Department of Biomedical Engineering, School of Engineering, Tufts University, Science & Technology Center, 4 Colby Street, Medford, MA, 02155, USA.
Initiative for Neural Science, Disease & Engineering, Tufts University, Science & Engineering Complex, 200 College Avenue, Medford, MA, 02155, USA.
Macromol Biosci. 2020 Mar;20(3):e2000004. doi: 10.1002/mabi.202000004. Epub 2020 Feb 17.
The prevalence of dementia and other neurodegenerative diseases continues to rise as age demographics in the population shift, inspiring the development of long-term tissue culture systems with which to study chronic brain disease. Here, it is investigated whether a 3D bioengineered neural tissue model derived from human induced pluripotent stem cells (hiPSCs) can remain stable and functional for multiple years in culture. Silk-based scaffolds are seeded with neurons and glial cells derived from hiPSCs supplied by human donors who are either healthy or have been diagnosed with Alzheimer's disease. Cell retention and markers of stress remain stable for over 2 years. Diseased samples display decreased spontaneous electrical activity and a subset displays sporadic-like indicators of increased pathological β-amyloid and tau markers characteristic of Alzheimer's disease with concomitant increases in oxidative stress. It can be concluded that the long-term stability of the platform is suited to study chronic brain disease including neurodegeneration.

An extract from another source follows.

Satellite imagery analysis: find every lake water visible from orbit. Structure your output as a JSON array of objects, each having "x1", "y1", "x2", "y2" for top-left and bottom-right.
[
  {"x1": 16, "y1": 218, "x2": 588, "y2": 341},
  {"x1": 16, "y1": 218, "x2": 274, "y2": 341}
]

随着人口年龄结构的变化,痴呆症和其他神经退行性疾病的患病率持续上升,这激发了人们开发长期组织培养系统来研究慢性脑部疾病。在这里,研究了一种源自人类诱导多能干细胞(hiPSC)的 3D 生物工程神经组织模型是否能够在培养中保持多年的稳定和功能。基于丝的支架被源自 hiPSC 的神经元和神经胶质细胞接种,这些 hiPSC 由健康或被诊断患有阿尔茨海默病的人类供体提供。超过 2 年,细胞保留和应激标志物仍然稳定。患病样本显示自发电活动减少,一部分样本显示出散发性的增加病理性β-淀粉样蛋白和tau 标志物的迹象,这是阿尔茨海默病的特征,同时伴有氧化应激增加。可以得出结论,该平台的长期稳定性适合研究包括神经退行性变在内的慢性脑部疾病。